Er ist noch nicht zu Ende – dieser Dritte Weltkrieg
.
108
    Charles Danko hatte mich nicht mit Rizin besprüht. Das sagten jedenfalls die Ärzte in der toxikologischen Abteilung des Moffit Hospital, nachdem sie sich den ganzen Vormittag lang eingehend mit mir befasst hatten.
    Und der Vizepräsident würde nicht sterben. Es hieß, er liege zwei Stockwerke unter mir und habe sogar schon mit seinem Chef in Washington telefoniert.
    Mehrere Stunden lang blieb ich an ein Gewirr von Schläuchen und Kabeln angeschlossen; mein Blut wurde getestet und mein Brustkorb durchleuchtet. Der Inhalt von Dankos Inhalator wurde als Rizin identifiziert. Hunderte von Menschen hätte er damit töten können, wenn wir ihn nicht gestellt hätten. Danko hatte Rizin in den Lungen; er würde nicht überleben. Es machte mich nicht gerade traurig, das zu hören.
    Gegen Mittag erhielt ich einen Anruf vom Präsidenten – von
dem
Präsidenten, wohlgemerkt. Sie hielten mir einen Hörer ans Ohr, und ich war so verdattert, dass ich mich nur noch vage erinnere, ungefähr sechsmal das Wort
Heldin
gehört zu haben. Der Präsident sagte sogar, er würde sich freuen, mir seinen Dank demnächst persönlich übermitteln zu können. Ich scherzte, dass wir damit eventuell warten sollten, bis meine toxischen Emissionen auf einen unbedenklichen Wert gesunken wären.
    Als ich nach einem Nickerchen die Augen aufschlug, saß Joe Molinari auf meiner Bettkante.
    Er lächelte. »Hey, ich dachte, ich hätte gesagt: ›Keine Heldentaten!‹«
    Ich blinzelte und lächelte ebenfalls – eher ein wenig groggy als triumphierend, und ein bisschen verlegen wegen all der Schläuche und Monitore.
    »Die gute Nachricht«, sagte er augenzwinkernd, »ist die, dass die Ärzte sagen, dir fehlt absolut nichts. Sie wollen dich nur noch ein paar Stunden zur Beobachtung hier behalten. Draußen wartet schon eine ganze Armada von Reportern auf dich.«
    »Und die schlechte Nachricht?«, krächzte ich heiser.

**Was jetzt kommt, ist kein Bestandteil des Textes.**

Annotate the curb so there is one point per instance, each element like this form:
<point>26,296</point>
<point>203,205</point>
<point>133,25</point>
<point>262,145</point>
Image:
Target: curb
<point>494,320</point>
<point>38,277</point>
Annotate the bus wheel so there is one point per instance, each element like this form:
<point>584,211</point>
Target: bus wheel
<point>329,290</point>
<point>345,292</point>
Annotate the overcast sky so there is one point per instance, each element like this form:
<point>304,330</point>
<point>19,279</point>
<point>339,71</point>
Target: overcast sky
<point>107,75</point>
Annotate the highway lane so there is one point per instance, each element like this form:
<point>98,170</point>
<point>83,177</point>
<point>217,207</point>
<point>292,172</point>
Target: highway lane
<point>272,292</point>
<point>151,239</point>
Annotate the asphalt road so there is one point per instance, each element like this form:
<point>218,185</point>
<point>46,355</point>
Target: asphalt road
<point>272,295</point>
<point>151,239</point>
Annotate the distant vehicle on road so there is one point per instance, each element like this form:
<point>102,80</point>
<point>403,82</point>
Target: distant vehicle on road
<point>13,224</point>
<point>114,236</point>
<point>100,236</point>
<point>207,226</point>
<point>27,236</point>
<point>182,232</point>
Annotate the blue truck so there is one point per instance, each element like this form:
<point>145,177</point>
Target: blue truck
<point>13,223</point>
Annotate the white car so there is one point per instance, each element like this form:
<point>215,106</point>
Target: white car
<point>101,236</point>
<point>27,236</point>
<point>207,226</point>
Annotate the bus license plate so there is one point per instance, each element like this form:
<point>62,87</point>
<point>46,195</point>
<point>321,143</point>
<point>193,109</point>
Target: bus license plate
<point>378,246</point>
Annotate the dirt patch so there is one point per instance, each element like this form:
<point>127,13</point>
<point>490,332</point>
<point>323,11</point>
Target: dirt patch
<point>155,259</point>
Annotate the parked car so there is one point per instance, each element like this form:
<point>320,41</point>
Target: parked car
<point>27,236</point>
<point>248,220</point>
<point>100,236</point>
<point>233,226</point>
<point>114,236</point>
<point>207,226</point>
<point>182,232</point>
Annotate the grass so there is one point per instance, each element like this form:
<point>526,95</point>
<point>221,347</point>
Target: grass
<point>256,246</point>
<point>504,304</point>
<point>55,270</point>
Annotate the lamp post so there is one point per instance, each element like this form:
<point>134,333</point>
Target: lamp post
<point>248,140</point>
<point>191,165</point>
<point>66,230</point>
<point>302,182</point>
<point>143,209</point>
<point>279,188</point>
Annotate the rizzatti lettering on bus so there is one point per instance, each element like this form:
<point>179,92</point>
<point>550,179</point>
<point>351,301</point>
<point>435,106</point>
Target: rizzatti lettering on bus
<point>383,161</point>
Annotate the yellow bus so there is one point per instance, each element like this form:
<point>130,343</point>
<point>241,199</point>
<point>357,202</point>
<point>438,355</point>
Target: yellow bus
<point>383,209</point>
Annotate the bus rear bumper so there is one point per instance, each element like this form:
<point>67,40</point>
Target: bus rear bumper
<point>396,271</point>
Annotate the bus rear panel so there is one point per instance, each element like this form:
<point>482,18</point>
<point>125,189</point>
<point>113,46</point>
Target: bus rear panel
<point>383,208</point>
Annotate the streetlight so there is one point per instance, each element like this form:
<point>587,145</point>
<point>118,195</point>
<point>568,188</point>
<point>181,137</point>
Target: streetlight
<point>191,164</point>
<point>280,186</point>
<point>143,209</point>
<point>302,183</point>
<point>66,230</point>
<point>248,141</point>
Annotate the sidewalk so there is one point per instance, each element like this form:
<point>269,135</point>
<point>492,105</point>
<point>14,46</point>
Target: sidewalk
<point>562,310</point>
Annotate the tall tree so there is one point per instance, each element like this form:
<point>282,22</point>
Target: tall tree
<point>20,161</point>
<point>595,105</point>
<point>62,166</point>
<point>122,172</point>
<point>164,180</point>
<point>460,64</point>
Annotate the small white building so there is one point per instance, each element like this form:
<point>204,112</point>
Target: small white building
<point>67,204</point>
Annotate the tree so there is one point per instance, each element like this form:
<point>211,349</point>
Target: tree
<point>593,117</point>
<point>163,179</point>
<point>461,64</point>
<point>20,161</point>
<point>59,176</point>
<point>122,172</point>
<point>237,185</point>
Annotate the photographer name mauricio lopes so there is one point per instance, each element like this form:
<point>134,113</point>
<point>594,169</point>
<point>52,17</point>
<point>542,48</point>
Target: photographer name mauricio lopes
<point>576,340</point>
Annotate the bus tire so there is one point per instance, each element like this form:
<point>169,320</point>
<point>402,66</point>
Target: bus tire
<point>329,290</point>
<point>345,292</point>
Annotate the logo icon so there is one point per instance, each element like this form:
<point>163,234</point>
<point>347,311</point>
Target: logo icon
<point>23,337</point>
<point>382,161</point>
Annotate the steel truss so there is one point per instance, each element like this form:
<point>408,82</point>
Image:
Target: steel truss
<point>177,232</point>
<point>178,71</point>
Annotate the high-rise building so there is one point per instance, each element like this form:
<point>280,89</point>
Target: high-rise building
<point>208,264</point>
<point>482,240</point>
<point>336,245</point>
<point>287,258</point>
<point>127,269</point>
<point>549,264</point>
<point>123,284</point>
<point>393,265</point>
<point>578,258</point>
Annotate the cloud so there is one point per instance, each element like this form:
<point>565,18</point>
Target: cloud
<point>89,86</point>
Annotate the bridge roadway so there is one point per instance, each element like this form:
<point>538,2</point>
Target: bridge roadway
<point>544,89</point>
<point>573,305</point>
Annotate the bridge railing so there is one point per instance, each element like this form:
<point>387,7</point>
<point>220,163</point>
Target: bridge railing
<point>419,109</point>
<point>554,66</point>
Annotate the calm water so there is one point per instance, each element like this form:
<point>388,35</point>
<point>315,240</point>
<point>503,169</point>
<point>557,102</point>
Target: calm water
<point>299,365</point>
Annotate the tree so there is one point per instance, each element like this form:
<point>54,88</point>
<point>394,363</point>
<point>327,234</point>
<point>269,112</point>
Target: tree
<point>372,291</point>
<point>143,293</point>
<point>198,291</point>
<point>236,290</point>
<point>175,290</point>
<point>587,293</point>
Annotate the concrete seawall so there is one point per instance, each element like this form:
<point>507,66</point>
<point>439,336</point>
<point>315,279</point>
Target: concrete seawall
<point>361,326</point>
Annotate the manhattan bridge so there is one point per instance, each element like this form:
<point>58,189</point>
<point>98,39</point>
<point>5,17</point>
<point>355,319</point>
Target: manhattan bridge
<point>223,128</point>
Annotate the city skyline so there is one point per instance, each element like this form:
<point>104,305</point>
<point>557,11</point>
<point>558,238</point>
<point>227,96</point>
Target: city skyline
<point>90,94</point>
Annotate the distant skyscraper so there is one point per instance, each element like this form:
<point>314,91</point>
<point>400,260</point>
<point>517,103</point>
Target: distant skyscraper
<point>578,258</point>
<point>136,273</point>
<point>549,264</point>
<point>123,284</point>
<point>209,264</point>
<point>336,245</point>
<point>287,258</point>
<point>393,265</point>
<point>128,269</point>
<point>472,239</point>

    »Irgendjemand muss dir beibringen, wie man sich für solche Fototermine passend anzieht.«
    »Ist ein neuer Modetrend.« Ich rang mir ein Lächeln ab.
    Ich bemerkte, dass er einen Regenmantel über dem Arm hatte und den marineblauen Anzug mit Fischgrätmuster trug, in dem ich ihn das erste Mal gesehen hatte. Es war ein
sehr
schöner Anzug, und er stand ihm hervorragend.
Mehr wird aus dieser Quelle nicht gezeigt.